UE leva acordo com Mercosul a votação sob pressão de Trump e resistência da França

Da redação de LexLegal
O acordo de livre comércio entre a União Europeia (UE) e o Mercosul será apresentado nesta quarta-feira (3) pela Comissão Europeia, em um movimento que promete acirrar as divisões internas do bloco.
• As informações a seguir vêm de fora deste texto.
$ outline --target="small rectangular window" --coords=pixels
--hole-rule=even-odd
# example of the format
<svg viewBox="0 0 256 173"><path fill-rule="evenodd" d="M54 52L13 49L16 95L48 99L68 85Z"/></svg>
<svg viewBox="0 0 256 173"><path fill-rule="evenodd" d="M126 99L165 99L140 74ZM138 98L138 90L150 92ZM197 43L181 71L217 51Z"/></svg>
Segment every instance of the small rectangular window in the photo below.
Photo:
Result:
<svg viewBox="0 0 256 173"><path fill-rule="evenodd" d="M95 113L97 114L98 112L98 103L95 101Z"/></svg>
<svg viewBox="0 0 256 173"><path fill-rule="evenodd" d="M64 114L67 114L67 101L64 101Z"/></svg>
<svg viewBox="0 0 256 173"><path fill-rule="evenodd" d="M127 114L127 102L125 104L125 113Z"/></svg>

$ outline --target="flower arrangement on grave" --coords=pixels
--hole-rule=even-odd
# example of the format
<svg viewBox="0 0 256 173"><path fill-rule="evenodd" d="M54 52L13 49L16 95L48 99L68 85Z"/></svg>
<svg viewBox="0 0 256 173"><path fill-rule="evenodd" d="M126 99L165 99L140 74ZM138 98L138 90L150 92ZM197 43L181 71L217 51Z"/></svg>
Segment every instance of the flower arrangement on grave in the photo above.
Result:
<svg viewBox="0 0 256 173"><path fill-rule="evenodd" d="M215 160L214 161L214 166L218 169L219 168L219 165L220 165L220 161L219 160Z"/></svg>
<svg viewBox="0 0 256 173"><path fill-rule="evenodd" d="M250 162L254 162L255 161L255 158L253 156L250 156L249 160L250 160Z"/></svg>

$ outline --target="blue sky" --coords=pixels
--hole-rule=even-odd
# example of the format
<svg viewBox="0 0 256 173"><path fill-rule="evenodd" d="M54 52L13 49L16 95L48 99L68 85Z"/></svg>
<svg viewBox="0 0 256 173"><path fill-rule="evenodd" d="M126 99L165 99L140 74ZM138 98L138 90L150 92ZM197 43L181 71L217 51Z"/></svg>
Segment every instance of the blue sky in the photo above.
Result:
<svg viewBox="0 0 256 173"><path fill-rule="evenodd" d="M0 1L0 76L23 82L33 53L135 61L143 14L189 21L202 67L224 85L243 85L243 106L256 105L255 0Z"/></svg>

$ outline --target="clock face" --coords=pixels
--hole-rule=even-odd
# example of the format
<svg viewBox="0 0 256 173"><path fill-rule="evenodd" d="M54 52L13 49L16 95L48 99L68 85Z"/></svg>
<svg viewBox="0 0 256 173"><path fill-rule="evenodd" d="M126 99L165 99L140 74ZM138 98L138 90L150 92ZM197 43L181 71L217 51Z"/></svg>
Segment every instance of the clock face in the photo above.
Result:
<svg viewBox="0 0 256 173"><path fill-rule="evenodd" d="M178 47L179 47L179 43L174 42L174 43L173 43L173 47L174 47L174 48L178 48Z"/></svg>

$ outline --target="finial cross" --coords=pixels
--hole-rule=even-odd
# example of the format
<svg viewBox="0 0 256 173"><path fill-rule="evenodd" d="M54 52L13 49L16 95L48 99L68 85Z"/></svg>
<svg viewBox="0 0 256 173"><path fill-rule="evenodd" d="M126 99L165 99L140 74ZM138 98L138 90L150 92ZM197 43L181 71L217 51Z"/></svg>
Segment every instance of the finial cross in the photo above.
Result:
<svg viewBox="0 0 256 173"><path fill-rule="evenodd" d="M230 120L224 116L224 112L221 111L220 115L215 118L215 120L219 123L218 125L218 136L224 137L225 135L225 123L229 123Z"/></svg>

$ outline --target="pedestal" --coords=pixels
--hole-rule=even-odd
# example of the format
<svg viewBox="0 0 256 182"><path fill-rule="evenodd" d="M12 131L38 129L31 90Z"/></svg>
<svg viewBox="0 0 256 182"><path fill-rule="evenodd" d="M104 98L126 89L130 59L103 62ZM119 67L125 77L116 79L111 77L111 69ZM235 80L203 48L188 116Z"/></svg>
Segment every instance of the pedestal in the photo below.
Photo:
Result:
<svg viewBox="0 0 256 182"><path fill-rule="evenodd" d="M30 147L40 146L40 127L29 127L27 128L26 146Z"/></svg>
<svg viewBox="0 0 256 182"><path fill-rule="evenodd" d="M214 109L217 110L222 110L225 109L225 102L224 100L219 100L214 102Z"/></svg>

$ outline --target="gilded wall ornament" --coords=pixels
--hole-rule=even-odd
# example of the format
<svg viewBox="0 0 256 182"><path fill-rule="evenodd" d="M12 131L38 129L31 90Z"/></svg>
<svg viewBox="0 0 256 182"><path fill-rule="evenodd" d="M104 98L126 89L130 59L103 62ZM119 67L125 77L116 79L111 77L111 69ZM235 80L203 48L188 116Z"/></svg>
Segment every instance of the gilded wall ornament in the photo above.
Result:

Alemanha e Espanha lideram a defesa do pacto como alternativa para compensar perdas comerciais impostas pelas tarifas do presidente dos Estados Unidos, Donald Trump, enquanto a França, apoiada por outros países e setores agrícolas, mantém firme oposição.
Leia também: SP amplia programa contra celulares roubados e notifica 700 usuários
O tratado, que levou mais de 25 anos de negociações, foi concluído em dezembro de 2024 e agora depende de duas etapas decisivas: a aprovação por maioria qualificada dos governos dos 27 Estados-membros da UE — o apoio de pelo menos 15 países que representem 65% da população do bloco — e a votação no Parlamento Europeu. A aprovação, no entanto, não é garantida em nenhum dos casos.
Segundo a Comissão Europeia, trata-se do maior acordo já firmado pelo bloco em termos de redução de tarifas. Para Berlim e Madri, o Mercosul – formado por Brasil, Argentina, Paraguai e Uruguai – representa um mercado estratégico para exportação de carros, máquinas e produtos químicos, além de uma fonte confiável de minerais essenciais, como o lítio para baterias, reduzindo a dependência da China.
Desde a volta de Trump à Casa Branca, em novembro de 2024, a UE acelerou suas alianças comerciais, retomando negociações com Índia, Indonésia e Emirados Árabes Unidos e reforçando parcerias com Reino Unido, Canadá e Japão. Para os defensores do tratado, o pacto com o Mercosul é peça-chave para diversificar mercados em meio ao novo cenário global.
A França, por outro lado, classifica o acordo como “inaceitável”, sob o argumento de que abriria as portas a importações baratas de carne bovina e outros produtos agrícolas da América do Sul, supostamente sem atender aos padrões ambientais e de segurança alimentar da UE. Agricultores franceses e de outros países já realizaram diversos protestos.
Entidades ambientais também engrossam a resistência. O grupo Friends of the Earth qualificou o pacto como “destruidor do clima” e aposta em uma rejeição, seja no Parlamento Europeu, onde Verdes e extrema direita são contrários, seja entre governos nacionais, especialmente se Polônia e Itália se alinharem à França.
Enquanto isso, apoiadores destacam que o tratado também beneficia o setor agroalimentar europeu, ampliando o acesso a mercados sul-americanos com tarifas reduzidas para produtos como queijos, vinhos e presuntos.
Veja também: PF indicia mulher que tentou agredir ministro Flávio Dino em voo
O embate, portanto, coloca em jogo não apenas interesses comerciais, mas também questões de soberania, sustentabilidade e o futuro da integração econômica entre dois blocos que, juntos, representam cerca de 25% do PIB mundial.